Neither the players' association nor the league's board of governors has approved the proposal, but a memo was sent to all NHL teams detailing a plan that would be highlighted by the Columbus Blue Jackets and Detroit Red Wings moving to the Eastern Conference and the Winnipeg Jets moving to the Western Conference. Winnipeg has been playing in the East's Southeast Division for two seasons because the franchise used to be located in Atlanta.
Under the tentative proposal for the Eastern Conference, Detroit would join the Boston Bruins, Buffalo Sabres, Montreal Canadiens, Toronto Maple Leafs, Florida Panthers, Tampa Bay Lightning and Ottawa Senators in the Central Division. Columbus would join the Carolina Hurricanes, Washington Capitals, Pittsburgh Penguins, New Jersey Devils, Philadelphia Flyers, New York Rangers and New York Islanders in the Atlantic.
Winnipeg would join the Chicago Blackhawks, Colorado Avalanche, Dallas Stars, Minnesota Wild, Nashville Predators and St. Louis Blues in the Midwest. That leaves the Anaheim Ducks, Los Angeles Kings, Phoenix Coyotes, San Jose Sharks, Calgary Flames, Edmonton Oilers and Vancouver Canucks in the Pacific.
If the proposal is approved by the NHLPA and board of governors, the top three finishers in each division would make the playoffs, along with the next best two records in the conference. What that means, for example, is that if the fifth-place team in the Central Division has a better record than the fourth-place team in the Atlantic, then the fifth-place Central team qualifies.
In the first round, the wild-card team with the fewest points would play the division winner with the most and the wild-card team with most would play the other division winner. And the second-ranked team in each division would play the third-ranked team in the other division.
The plan presented to teams also offers a schedule matrix that allows for each team to play every team in the other conference in a home-and-home series.
The plus of this plan is it places Winnipeg in the West where it belongs and lets Detroit and Columbus join other Eastern Time Zone teams.

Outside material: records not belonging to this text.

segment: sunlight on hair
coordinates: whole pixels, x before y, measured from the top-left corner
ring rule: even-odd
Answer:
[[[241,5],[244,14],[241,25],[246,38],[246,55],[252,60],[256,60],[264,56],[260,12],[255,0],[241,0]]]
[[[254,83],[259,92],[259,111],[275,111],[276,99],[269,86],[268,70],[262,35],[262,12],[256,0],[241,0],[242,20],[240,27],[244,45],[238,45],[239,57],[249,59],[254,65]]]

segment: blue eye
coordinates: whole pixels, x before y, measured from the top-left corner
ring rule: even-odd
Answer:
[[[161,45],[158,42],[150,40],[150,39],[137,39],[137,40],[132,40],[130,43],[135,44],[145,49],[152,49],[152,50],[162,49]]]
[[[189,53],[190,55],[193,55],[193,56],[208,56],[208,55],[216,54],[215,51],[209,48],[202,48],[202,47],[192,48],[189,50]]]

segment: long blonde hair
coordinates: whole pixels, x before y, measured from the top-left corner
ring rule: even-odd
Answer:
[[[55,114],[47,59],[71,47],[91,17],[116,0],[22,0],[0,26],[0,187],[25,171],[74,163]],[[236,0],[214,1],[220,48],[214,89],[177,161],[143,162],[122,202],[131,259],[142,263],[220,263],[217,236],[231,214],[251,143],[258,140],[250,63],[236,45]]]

The minus is the Eastern Conference has eight-team divisions and the Western Conference has seven-team divisions, and the idea that players wouldn't have an equal mathematical chance of making the playoffs is troublesome to the NHLPA.
The NHLPA raised that issue, plus concerns about travel, in December 2011, when the board of governors voted to go to a four-conference format that was different from this latest proposal.
A divisional-based playoff with an unequal number of teams is not unprecedented in NHL history. From 1981-82 to 1992-93, the NHL had four playoff qualifiers coming out of both five- and six-team divisions.
One reason why the NHLPA might be open to allowing the uneven numbers between the two conferences is that this might be the only way to get Columbus and Detroit in the East. The NHLPA is aware that players from both teams would like to move to the East to reduce their travel burden. Plus, the unbalanced conference could be fixed if the NHL expands to 32 teams, though there is no formal expansion plan.